Appena diplomata si trasferisce in Giappone per studiare la meditazione buddista con uno stimato maestro Zen. Nonostante la rigida disciplina, il freddo pavimento della sala di meditazione e la severità del maestro, si sentiva finalmente matura, pronta a trascendere le vicissitudini del mondo terreno. Tuttavia, divenne presto evidente che stava diventando sempre più ansiosa e depressa: iniziano a comparire spaventose visioni durante la meditazione, facendola sentire fisicamente indebolita e disconnessa dal proprio corpo.

Va quindi a parlare con il maestro per raccontargli quello che le stava accadendo. Questi la interrompe a metà frase urlandole contro: “Illusioni! I tuoi sentimenti e le tue visioni non sono altro che illusioni. Dimenticale, torna al tuo posto e concentrati sulla meditazione. Siediti e basta!!!!

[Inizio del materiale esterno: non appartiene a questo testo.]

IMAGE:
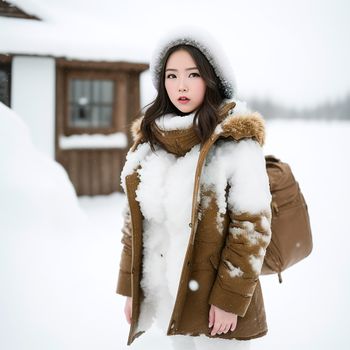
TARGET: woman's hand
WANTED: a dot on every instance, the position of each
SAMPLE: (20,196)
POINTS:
(128,309)
(222,321)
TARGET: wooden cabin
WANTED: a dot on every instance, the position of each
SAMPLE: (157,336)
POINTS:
(81,116)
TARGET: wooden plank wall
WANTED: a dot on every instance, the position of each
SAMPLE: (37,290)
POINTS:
(93,172)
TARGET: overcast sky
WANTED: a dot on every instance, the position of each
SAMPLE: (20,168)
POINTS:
(294,51)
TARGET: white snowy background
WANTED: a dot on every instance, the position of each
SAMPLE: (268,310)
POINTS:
(59,254)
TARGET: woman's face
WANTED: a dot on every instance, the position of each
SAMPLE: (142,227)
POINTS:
(182,79)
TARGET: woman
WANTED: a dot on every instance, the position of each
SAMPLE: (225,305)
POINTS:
(198,218)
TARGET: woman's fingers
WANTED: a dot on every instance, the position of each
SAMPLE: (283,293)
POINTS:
(227,328)
(211,316)
(215,329)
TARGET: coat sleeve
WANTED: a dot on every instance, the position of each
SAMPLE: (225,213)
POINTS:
(124,278)
(248,206)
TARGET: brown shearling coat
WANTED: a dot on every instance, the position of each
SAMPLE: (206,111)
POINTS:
(207,252)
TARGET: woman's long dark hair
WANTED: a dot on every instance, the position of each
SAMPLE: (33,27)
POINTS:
(207,113)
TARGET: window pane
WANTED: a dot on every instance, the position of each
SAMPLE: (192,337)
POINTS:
(107,91)
(4,86)
(91,103)
(106,116)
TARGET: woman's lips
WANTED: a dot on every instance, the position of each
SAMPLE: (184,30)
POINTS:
(184,100)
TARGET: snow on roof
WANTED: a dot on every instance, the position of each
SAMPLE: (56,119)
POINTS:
(65,32)
(95,141)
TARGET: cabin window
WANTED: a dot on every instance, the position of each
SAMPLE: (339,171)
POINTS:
(5,83)
(90,103)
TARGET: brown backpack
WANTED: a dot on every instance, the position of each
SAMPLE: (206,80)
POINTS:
(291,239)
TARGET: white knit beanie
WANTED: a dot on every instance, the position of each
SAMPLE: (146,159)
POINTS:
(203,41)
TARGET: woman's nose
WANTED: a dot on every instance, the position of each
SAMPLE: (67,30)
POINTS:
(182,84)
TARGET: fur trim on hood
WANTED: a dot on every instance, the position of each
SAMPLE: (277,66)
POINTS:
(237,121)
(203,41)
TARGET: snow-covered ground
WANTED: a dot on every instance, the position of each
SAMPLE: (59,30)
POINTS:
(59,257)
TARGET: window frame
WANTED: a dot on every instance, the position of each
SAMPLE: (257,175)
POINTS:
(91,75)
(6,65)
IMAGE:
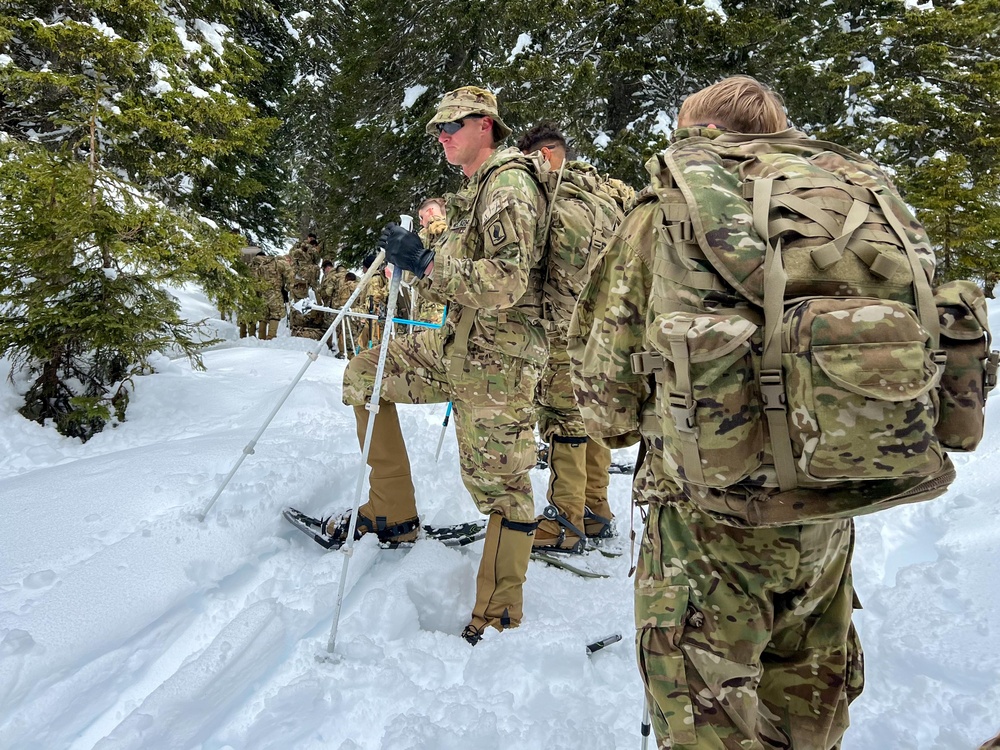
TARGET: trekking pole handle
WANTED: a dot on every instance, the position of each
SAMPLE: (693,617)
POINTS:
(444,427)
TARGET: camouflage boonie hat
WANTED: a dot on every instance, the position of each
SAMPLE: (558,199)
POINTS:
(468,100)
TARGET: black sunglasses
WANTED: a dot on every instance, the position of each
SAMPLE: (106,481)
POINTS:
(455,125)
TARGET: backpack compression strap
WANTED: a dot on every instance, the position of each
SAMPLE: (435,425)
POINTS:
(772,383)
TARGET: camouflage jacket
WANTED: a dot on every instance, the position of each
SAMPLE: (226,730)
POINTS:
(608,325)
(330,285)
(273,273)
(488,261)
(582,219)
(304,273)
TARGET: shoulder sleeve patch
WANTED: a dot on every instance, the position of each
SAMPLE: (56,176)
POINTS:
(496,232)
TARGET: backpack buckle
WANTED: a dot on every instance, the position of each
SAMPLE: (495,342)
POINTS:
(644,363)
(992,364)
(682,412)
(772,390)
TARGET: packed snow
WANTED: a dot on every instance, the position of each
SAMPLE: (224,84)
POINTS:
(127,623)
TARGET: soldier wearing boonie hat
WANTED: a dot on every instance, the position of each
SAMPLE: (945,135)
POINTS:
(486,359)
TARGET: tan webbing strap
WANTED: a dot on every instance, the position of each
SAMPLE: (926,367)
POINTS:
(829,253)
(804,207)
(926,310)
(772,383)
(644,363)
(675,211)
(789,184)
(548,226)
(682,404)
(879,263)
(460,346)
(703,280)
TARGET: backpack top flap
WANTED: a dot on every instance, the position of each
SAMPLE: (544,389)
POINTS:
(842,229)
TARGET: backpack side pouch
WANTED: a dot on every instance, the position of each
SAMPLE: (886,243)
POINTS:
(860,382)
(967,377)
(707,397)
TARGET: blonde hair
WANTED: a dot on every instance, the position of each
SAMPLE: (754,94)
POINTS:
(741,104)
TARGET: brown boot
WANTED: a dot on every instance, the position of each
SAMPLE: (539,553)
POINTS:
(598,516)
(391,506)
(567,492)
(499,599)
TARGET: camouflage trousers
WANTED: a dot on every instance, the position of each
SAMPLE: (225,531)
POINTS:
(744,636)
(557,411)
(493,412)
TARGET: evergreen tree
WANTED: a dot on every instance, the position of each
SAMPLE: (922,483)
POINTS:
(124,148)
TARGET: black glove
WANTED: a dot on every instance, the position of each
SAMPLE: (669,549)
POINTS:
(405,250)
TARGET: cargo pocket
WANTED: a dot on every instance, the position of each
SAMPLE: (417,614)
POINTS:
(707,397)
(862,374)
(970,371)
(659,617)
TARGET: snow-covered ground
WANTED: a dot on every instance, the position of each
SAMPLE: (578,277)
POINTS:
(126,623)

E così fece. Tornò al suo posto ignorando i sentimenti della bambina dentro di lei, una bambina terrorizzata che a quel punto si ritrovava completamente sola, una parte di sé che il maestro aveva appena annientato.

La dottoressa Brown continua così a meditare per diversi anni sotto la guida di una serie di insegnanti buddisti giapponesi e tibetani. Diventa abile nella meditazione, nel concentrarsi sul qui e ora, nel praticare la mindfulness. Fino a quando un giorno, verso i cinquant’anni, camminando lungo una strada nel Greenwich Village, è vittima di un vero e proprio attacco di panico. Terrorizzata chiama una sua amica, buddista ma anche psicoanalista, per chiederle cosa pensasse che avrebbe dovuto fare.

“Devi assolutamente parlare con qualcuno”, disse.

Ed è così che la dottoressa Brown giunge sul lettino di uno psicoanalista.

Il valore delle parole in psicoterapia

Queste le parole della dottoressa Brown:

<<Tutto quello che il mio analista mi chiese di fare era presentarmi e parlare. E mentre iniziavo a parlare, il mio corpo emotivo sembrava svegliarsi e trovare la sua voce. E… aveva molto da dire. Così io continuavo a parlare. E il mio analista continuava ad ascoltare. 

Un giorno, mentre stavo chiacchierando su qualcosa che mi era accaduto quando ero bambina, il mio analista ha osservato, “Mi sembra triste per questo.” Ho iniziato a protestare, ma poi mi sono fermata. L’aveva sentita. La tristezza alla base della mia fragile allegria. E poi, forse per la prima volta, l’ho sentita anche io. E ho iniziato a piangere.

Questa crepa nel mio “rivestimento” ci portò verso profondi conflitti emotivi che erano rimasti intrappolati nel mio inconscio per anni. Quando iniziammo ad esplorarli, cominciai gradualmente a sentirmi meglio e i miei sintomi di ansia che duravano da una vita – come le mie esagerate reazioni di spavento e la nausea cronica – iniziarono a scomparire.

La terapia è stata in grado di risolvere i miei problemi, non la meditazione.

Col tempo mi sono resa conto che nessuno dei miei “maestri di meditazione” aveva mai veramente ascoltato quello che avevo da dire. Quando praticavo la mindfulness, fondamentalmente ero sola. Ero da sola. In terapia no.>>

E questo sembra aver fatto la differenza.

Tradotto e liberamente adattato dall’originale: When mindfulness is not enaugh. 
L’autrice: Rande Gail Brown è psicoanalista e scrittrice. Fa parte del consiglio della William Alanson White Psychoanalytic Society e scrive su buddismo e psicoanalisi. Ha uno studio privato nel West Village di Manhattan.